Sebuah perahu dengan spanduk kuning besar, “Kembalikan Kelestarian Alam,” jadi perahu komando. Setelah seratusan perahu keluar dari dermaga, perahu-perahu ini mengikuti komando berlayar menuju Dermaga PLTU.

 

Para perempuan aksi protes PLTU Labuan. Foto: Della Syahni/ Mongabay Indonesia

 

Tak hanya nelayan laki-laki, beberapa kapal diisi para perempuan nelayan yang membawa anak-anak.

Menjelang siang, perahu-perahu nelayan merapat di Dermaga PLTU. Tertib, perahu-perahu berbaris memenuhi dermaga. Satu jeti tampak stand by di sana.

Puluhan petugas keamanan sudah menanti, Satu perahu patroli polisi mengarahkan perahu-perahu nelayan.

Beberapa nelayan sempat naik ke jeti PLTU. Suara komando dari perahu komando meminta para nelayan tak menaiki properti PLTU.

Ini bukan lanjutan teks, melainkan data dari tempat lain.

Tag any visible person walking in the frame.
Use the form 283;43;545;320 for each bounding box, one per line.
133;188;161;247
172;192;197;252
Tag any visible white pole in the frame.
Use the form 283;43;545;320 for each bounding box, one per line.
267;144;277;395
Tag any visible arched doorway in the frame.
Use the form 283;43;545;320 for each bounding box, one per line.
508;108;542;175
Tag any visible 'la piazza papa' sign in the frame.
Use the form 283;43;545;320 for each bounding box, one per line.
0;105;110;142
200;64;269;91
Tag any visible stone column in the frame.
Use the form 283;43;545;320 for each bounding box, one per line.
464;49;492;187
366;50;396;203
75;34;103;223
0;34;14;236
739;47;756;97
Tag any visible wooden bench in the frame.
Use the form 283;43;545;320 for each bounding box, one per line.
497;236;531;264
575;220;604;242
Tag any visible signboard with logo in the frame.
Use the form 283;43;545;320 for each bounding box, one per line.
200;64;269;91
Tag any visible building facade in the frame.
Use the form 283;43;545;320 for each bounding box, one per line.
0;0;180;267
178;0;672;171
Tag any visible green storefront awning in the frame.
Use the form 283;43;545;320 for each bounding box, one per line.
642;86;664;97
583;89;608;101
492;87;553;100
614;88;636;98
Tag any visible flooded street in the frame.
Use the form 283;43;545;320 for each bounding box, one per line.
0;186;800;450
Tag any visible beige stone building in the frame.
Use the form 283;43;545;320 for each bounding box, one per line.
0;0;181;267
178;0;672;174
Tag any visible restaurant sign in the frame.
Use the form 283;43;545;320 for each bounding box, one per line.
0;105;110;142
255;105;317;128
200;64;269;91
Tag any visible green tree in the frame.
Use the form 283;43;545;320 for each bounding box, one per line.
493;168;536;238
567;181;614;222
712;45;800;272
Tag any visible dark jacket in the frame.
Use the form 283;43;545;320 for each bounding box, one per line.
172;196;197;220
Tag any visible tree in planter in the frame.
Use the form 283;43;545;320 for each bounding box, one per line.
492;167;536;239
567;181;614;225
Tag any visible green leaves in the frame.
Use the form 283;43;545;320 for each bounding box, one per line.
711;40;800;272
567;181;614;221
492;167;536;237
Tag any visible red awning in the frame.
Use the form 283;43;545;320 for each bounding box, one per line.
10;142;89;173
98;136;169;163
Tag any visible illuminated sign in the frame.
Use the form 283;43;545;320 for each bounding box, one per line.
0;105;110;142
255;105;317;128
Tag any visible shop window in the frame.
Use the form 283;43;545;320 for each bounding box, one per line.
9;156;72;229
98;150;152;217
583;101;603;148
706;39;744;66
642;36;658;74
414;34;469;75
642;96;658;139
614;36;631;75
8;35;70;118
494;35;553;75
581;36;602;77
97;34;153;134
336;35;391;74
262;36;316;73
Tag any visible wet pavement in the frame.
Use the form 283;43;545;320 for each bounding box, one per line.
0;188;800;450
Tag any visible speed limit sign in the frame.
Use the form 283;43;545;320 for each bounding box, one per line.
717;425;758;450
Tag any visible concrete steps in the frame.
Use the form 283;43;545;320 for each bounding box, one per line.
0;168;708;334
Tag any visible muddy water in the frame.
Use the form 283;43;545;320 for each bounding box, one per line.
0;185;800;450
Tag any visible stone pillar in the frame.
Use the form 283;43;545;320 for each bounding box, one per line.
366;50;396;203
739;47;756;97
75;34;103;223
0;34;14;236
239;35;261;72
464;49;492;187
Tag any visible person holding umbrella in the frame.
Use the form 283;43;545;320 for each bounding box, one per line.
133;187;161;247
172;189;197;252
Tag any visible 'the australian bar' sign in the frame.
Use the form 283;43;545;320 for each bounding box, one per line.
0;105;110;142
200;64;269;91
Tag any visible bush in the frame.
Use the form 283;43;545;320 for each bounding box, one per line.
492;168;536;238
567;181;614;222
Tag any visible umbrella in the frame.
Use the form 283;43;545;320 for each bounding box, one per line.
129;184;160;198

Di hadapan para petugas dan sebagian karyawan PLTU, nelayan menyampaikan tuntutan mereka.

“Tiga tahun lalu kami mengajukan tuntutan kepada PLTU untuk mengeruk muara yang kini dangkal. Hari ini, kami menuntut janji PLTU, realisasi janji PLTU III tahun lalu,” kata Muhammad Tobiin, nelayan peserta aksi.

Dia bilang, terumbu karang rusak, dan mereka sulit mencari ikan. Janji tiga tahun lalu, katanya, tidak ada realisasi hingga kini. “Hari ini kami ajak semua nelayan menuntut realisasi janji PLTU di Desa Teluk,” katanya.

Saat musim angin barat, katanya, batubara dari kapal tongkang tumpah, disapu ombak hingga ke pinggiran pantai. Akibatnya, banyak terumbu karang di pinggiran pantai rusak.

“Dulu kami sejahtera. Setiap hari melaut tak ada masalah. Kini setelah ada PLTU, dampak baru terasa beberapa tahun kemudian, terjadi abrasi dan pendangkalan muara.”

Selain pengerukan, nelayan juga meminta ganti rugi karena kapal tongkang yang menghalangi jalur lintasan nelayan, dan sering merusak jaring, kipas dan as poros perahu. Seringkali perahu nelayan kandas.

Nelayan juga protes penggunaan jalan desa oleh PLTU sebagai akses keluar masuk kendaraan yang menyebabkan jalanan hancur dan rusak.

“Itu jalan desa, dipakai PLTU bahkan ditutup. Kami minta kembalikan jalan kami,” kata Ade.

 

Nelayan dan PLTU. Foto: Della Syahni/ Mongabay Indonesia

 

Akui cemari laut

Tepat tengah hari, Manager Indonesia Power, Parsono,  tampak menemui massa. Parsono didampingi beberapa staf mula-mula berusaha mengajak utusan nelayan berunding. Komando di perahu utama menolak.

“Kami tidak mau ada diskusi di meja atau dalam ruangan. Apa yang ingin bapak sampaikan, sampaikan di sini agar semua mendengar. Kawan-kawan mohon tak ada yang naik (ke dermaga),” perintah suara komando.

Sepakat dengan permintaan nelayan, Parsono bicara.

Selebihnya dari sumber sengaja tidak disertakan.